Last night I was talking with a good friend of mine, who had told me that her parents were arguing very loudly, and her father was talking about how he wanted to get a divorce.
Knowing that she AT LEAST believes in God (which puts her farther along the road than most), I told her to pray the Rosary. Apparently she did, and after doing 1 decade and finishing off the Rosary (because she didn't know she was supposed to do 5 decades), her parents suddenly stopped fighting. I thought this to be miraculous, if not a very strange coincidence, but then I was met with her doubt. I asked her if she trusted in Our Lady and she said no, and: "If I had done this (x) minutes earlier, nothing would have happened". This is the kind of attitude that she has with God.

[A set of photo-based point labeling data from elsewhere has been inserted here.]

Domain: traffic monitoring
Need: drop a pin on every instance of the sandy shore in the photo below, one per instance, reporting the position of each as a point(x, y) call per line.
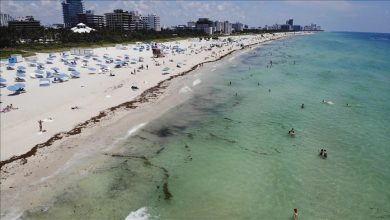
point(102, 101)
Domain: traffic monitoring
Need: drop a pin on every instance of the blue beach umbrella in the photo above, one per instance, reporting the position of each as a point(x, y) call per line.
point(44, 82)
point(21, 75)
point(39, 71)
point(16, 87)
point(76, 73)
point(62, 75)
point(13, 88)
point(20, 85)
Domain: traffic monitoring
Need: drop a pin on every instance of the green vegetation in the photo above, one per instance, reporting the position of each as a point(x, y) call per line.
point(28, 42)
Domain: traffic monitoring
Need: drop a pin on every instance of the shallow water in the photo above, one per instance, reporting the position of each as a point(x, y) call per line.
point(227, 156)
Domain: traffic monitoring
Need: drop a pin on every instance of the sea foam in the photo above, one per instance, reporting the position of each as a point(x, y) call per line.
point(140, 214)
point(196, 82)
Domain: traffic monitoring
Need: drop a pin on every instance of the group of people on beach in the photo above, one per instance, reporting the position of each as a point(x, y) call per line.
point(8, 108)
point(323, 153)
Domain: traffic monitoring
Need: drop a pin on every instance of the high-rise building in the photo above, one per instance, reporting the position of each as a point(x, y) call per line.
point(4, 19)
point(290, 22)
point(204, 24)
point(118, 20)
point(152, 22)
point(191, 24)
point(70, 10)
point(238, 27)
point(137, 21)
point(218, 27)
point(91, 20)
point(26, 23)
point(227, 27)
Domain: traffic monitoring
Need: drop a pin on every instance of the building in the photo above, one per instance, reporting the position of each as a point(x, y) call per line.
point(297, 28)
point(70, 10)
point(204, 24)
point(26, 23)
point(4, 19)
point(285, 27)
point(238, 27)
point(191, 25)
point(91, 20)
point(153, 22)
point(290, 22)
point(227, 27)
point(118, 20)
point(218, 27)
point(137, 21)
point(57, 26)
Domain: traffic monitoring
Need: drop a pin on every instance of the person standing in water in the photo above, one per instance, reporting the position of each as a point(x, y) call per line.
point(295, 215)
point(40, 125)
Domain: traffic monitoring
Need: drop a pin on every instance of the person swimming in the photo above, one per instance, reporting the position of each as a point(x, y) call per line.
point(322, 152)
point(291, 132)
point(295, 215)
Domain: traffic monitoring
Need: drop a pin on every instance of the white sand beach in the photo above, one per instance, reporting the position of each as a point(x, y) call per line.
point(61, 106)
point(81, 110)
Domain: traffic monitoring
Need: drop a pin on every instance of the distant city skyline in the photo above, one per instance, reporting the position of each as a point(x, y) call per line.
point(364, 16)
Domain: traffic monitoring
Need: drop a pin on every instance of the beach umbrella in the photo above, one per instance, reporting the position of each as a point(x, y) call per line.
point(13, 88)
point(62, 75)
point(21, 75)
point(20, 85)
point(44, 82)
point(55, 68)
point(75, 73)
point(16, 87)
point(39, 71)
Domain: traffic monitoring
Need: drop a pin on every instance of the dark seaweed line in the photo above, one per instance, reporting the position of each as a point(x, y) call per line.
point(152, 92)
point(167, 194)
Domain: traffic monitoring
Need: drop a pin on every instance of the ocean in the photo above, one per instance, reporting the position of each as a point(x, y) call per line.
point(225, 153)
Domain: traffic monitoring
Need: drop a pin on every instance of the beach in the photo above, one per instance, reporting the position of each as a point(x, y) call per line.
point(77, 114)
point(91, 94)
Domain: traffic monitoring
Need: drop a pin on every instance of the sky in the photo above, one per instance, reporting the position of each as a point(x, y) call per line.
point(332, 15)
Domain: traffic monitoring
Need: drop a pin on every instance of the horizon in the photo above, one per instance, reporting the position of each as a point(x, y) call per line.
point(332, 16)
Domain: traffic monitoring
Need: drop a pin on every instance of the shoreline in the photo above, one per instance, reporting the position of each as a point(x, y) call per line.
point(131, 104)
point(20, 176)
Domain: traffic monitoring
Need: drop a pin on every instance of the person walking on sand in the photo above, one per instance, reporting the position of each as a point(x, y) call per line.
point(295, 215)
point(40, 125)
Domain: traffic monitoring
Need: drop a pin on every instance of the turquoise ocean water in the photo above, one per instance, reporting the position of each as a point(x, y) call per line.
point(225, 153)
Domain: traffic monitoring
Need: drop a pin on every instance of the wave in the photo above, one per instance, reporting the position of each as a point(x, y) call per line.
point(13, 214)
point(129, 133)
point(185, 89)
point(140, 214)
point(196, 82)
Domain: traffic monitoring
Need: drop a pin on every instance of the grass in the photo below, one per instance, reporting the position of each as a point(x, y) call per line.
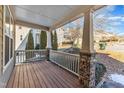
point(114, 54)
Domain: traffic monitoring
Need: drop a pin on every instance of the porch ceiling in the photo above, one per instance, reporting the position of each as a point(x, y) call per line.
point(49, 15)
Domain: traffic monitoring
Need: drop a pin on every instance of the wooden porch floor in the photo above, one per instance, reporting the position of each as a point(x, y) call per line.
point(41, 75)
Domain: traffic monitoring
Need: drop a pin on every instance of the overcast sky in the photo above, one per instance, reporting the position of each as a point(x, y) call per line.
point(114, 16)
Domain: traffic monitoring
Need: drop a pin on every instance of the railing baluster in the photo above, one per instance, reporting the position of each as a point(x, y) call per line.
point(66, 60)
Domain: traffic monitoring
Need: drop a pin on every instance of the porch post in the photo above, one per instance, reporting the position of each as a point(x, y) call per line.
point(1, 39)
point(48, 44)
point(87, 53)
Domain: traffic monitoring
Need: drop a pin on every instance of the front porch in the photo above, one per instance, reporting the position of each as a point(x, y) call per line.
point(42, 74)
point(61, 69)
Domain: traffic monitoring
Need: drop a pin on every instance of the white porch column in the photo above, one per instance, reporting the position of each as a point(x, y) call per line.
point(87, 66)
point(49, 46)
point(48, 40)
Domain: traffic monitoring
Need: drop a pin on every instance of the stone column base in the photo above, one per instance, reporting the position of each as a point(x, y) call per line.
point(87, 70)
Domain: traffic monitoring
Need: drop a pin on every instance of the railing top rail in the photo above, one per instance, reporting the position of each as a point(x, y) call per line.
point(30, 50)
point(64, 53)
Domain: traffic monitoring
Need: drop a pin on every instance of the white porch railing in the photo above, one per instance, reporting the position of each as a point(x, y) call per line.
point(22, 56)
point(67, 61)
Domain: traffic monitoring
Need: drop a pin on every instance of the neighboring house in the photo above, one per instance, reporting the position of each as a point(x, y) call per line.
point(22, 37)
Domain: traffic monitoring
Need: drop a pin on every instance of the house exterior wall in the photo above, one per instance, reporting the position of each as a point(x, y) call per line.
point(20, 31)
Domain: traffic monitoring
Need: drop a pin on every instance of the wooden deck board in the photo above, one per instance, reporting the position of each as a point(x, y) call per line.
point(41, 75)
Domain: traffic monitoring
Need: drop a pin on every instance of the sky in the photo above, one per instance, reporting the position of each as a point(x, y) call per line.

Every time I try to discuss the faith with her in any way, she takes it as though I'm trying to show how much more Catholic I am than her. I told her she should pray the Rosary more often, and she answers with "I don't pray as intensely as you". In the past, I've told her she should go to the mass, confess and so on. She makes it quite clear that she doesn't "need" the sacraments and that she has God by her side. When she told me that she prayed to her grandparents in heaven, I told her that she shouldn't do that when she doesn't know if they're in heaven, because it's not at all like praying to saints. She then answers with "they were more religious than you", as if that somehow adds anything to the discussion.
*sigh*
I just don't get it. This girl is so depressed in many ways and I want to help her by actually bringing her to the Church, but she won't listen. She seems to have her own brand of pseudo-spirituality that you CANNOT break through with any kind of reasoning. She's also the kind of teenager that won't listen to any speech longer than 5 minutes, and will not read anything more than 3 paragraphs because it's always too long for her. Sometimes, I wonder if these people don't want to convert to Catholicism, simply because they think it's difficult. As much as I would like to, I cannot condense 2000 years of the one true faith in a couple of sentences.
Please counsel me my fellow CI members. What do you believe I should do besides pray? Maybe I'm just thinking wishfully, but I truly believe that I can get through to her somehow, and then only God will be able to do the rest.